Although the hot water tank 10 shown in FIG. 1 has a specific form and configuration, it should be appreciated that tank 10 may have other configurations for purposes of the present invention. For example, pressure-temperature relief valve 13 could also be located in the very top of tank 10 and tank bottom 18 could be "dish" shaped rather than the crowned bottom shown.

Similarly, flexible plastic tube 24 need not be as long as that shown in FIG. 1 in order to obtain high efficiencies, through large temperature differences between the incoming and outgoing water, in a supplemental heat pump. As long as the leading end of flexible plastic tube 24 is positioned far enough away from drain opening 5 to prevent mixing with, and warming of, the cool outgoing water, the objects of the present invention will be achieved.
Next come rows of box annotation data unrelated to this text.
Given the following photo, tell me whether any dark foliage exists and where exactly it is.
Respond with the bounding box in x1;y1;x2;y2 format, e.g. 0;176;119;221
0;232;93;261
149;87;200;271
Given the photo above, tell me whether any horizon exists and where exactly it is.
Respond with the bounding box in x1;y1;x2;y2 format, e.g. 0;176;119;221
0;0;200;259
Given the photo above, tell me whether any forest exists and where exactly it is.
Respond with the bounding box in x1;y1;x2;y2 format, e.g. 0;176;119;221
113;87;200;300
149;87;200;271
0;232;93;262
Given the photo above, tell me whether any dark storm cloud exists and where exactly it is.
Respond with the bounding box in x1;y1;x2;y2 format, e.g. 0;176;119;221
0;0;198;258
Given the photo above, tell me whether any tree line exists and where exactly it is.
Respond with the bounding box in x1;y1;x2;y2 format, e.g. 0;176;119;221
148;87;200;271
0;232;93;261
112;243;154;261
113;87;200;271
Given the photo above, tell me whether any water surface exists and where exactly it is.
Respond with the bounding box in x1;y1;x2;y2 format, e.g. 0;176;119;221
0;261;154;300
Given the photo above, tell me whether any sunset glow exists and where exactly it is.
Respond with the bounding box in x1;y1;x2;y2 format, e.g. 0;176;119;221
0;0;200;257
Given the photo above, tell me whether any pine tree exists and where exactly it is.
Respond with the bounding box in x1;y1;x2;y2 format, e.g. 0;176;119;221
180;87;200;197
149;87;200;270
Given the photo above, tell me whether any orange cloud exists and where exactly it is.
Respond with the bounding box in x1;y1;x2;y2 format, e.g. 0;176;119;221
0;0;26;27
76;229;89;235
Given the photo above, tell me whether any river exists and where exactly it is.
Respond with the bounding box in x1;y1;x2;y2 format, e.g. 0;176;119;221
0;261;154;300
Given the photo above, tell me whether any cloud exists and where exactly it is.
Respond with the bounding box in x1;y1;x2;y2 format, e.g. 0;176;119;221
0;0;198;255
Furthermore, the crowned bottom 18 is not an essential element of the present invention. Although crowned bottom 18 presents an effective way of positioning the leading end of flexible plastic tube 24 at an upper predetermined level in the tank 10, this positioning can be achieved through other means, such as preforming the leading end of flexible plastic tube 24 with a slightly upward bend. Then tube 24 is then fed through extension nipple 19, it takes advantage of its preformed curvature and thereby deflects off the opposite tank side wall in an upward direction. Furthermore as was stated above, a long flexible plastic tube 24 is not necessary and a short tube extending to the opposite tank wall will be sufficient to achieve an efficient heat pump cycle.

A further variation of the present invention concerns pipe 22. Pipe 22 is shown as a rigid structure surrounded by a plastic sleeve 23 and further surrounded by flexible plastic tube 24. This arrangement is desirable when pipe 22 is composed of a corrodible material, such as copper for example, since sleeve 23 will inhibit electrolytic corrosion of pipe 22. However, it is within the scope of the invention to provide one long tube extending from annular plug 26 to a predetermined level in the hot water tank 10.

Although this invention has been described in connection with specific forms thereof, and with respect to specific steps of the methods herein involved, it will be appreciated that a wide variety of equivalents may be substituted for those specific elements shown and described herein, that certain features may be used independently of other features, and that certain parts and method steps may be reversed, all without departing from the spirit and scope of this invention as defined in the appended claims.